Besonders viele Ateliers von Bildhauern und auch ein paar Bildhauerinnen sind öffentlich zugänglich, vom berühmten Aristide Maillol bis zu Ossip Zadkine, der von Vitebsk nach Paris kam, und der bemerkenswerten, in der Ukraine geborenen Künstlerin Chana Orloff (1888–1968). Ganze Generationen von Bildhauern lassen sich in den eigenen vier Wänden besuchen. So etwa Rodin, dessen Schüler Bourdelle und wiederum dessen Schüler Giacometti. Der übermächtigen Kunst von Rodin sind in Paris sogar zwei Museen gewidmet, eines am Invalidendom, das andere in Meudon, wo er im parkähnlichen Garten seine letzte Ruhe fand. Die Skulptur des „Denkers“ bewacht sein Grab. Auch Antoine Bourdelle, einer der Wegbereiter des Art déco, bewohnte fast fünfzig Jahre lang bis zu seinem Tod 1929 ein stimmungsvolles Haus mit Atelier und Garten. Nirgends kann man so viele seiner Skulpturen studieren wie hier. Er wiederum war der Lehrer des berühmten Schweizers Alberto Giacometti. Dessen erstaunlich kleines, aber eindrückliches Atelier mit Wandmalereien ist im Giacometti Institute in Montparnasse rekonstruiert. Unweit davon wird der Nachlass der interessanten Künstlerin Claude de Soria (1926–2015) gepflegt. Ein vergessener Sack Zement war einst Schlüsselerlebnis für ihre Materialexperimente.

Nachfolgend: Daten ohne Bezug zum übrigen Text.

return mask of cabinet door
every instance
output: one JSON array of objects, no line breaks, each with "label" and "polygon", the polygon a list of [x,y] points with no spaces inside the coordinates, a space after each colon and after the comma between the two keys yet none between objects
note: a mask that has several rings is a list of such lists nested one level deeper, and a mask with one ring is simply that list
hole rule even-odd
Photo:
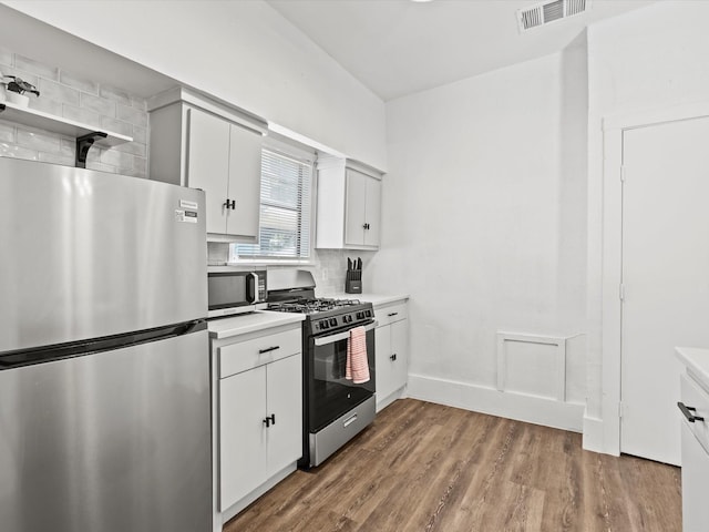
[{"label": "cabinet door", "polygon": [[364,245],[364,213],[367,208],[367,182],[371,177],[354,170],[347,170],[345,202],[345,244]]},{"label": "cabinet door", "polygon": [[381,181],[367,180],[367,200],[364,202],[364,245],[379,246],[379,224],[381,222]]},{"label": "cabinet door", "polygon": [[268,477],[302,456],[302,357],[300,354],[268,365]]},{"label": "cabinet door", "polygon": [[219,381],[219,509],[266,480],[266,366]]},{"label": "cabinet door", "polygon": [[228,211],[226,232],[257,242],[261,190],[261,135],[230,124],[229,144],[227,197],[234,200],[236,206]]},{"label": "cabinet door", "polygon": [[393,364],[391,360],[391,326],[374,329],[374,376],[377,379],[377,399],[383,400],[394,390]]},{"label": "cabinet door", "polygon": [[187,122],[187,186],[205,191],[207,233],[225,233],[229,123],[197,109],[188,110]]},{"label": "cabinet door", "polygon": [[409,378],[409,320],[394,321],[391,327],[392,386],[394,390],[405,386]]},{"label": "cabinet door", "polygon": [[688,532],[707,530],[709,505],[707,504],[707,478],[709,454],[701,447],[686,421],[681,421],[682,462],[682,530]]}]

Das Studio des rumänischen Bildhauers Constantin Brâncuşi, ehemals im Impasse Ronsin, hat Renzo Piano direkt neben dem Centre Pompidou neu errichtet. Für Brâncuşi war es nicht nur Arbeitsstätte, sondern auch Ausstellungsraum, wo er Meilensteine der Moderne wie den „Vogel im Raum“ erstmals präsentierte. Apropos modern: Zum Weltkulturerbe zählt Le Corbusiers gläsernes Wohnatelier vom Anfang der Dreißigerjahre.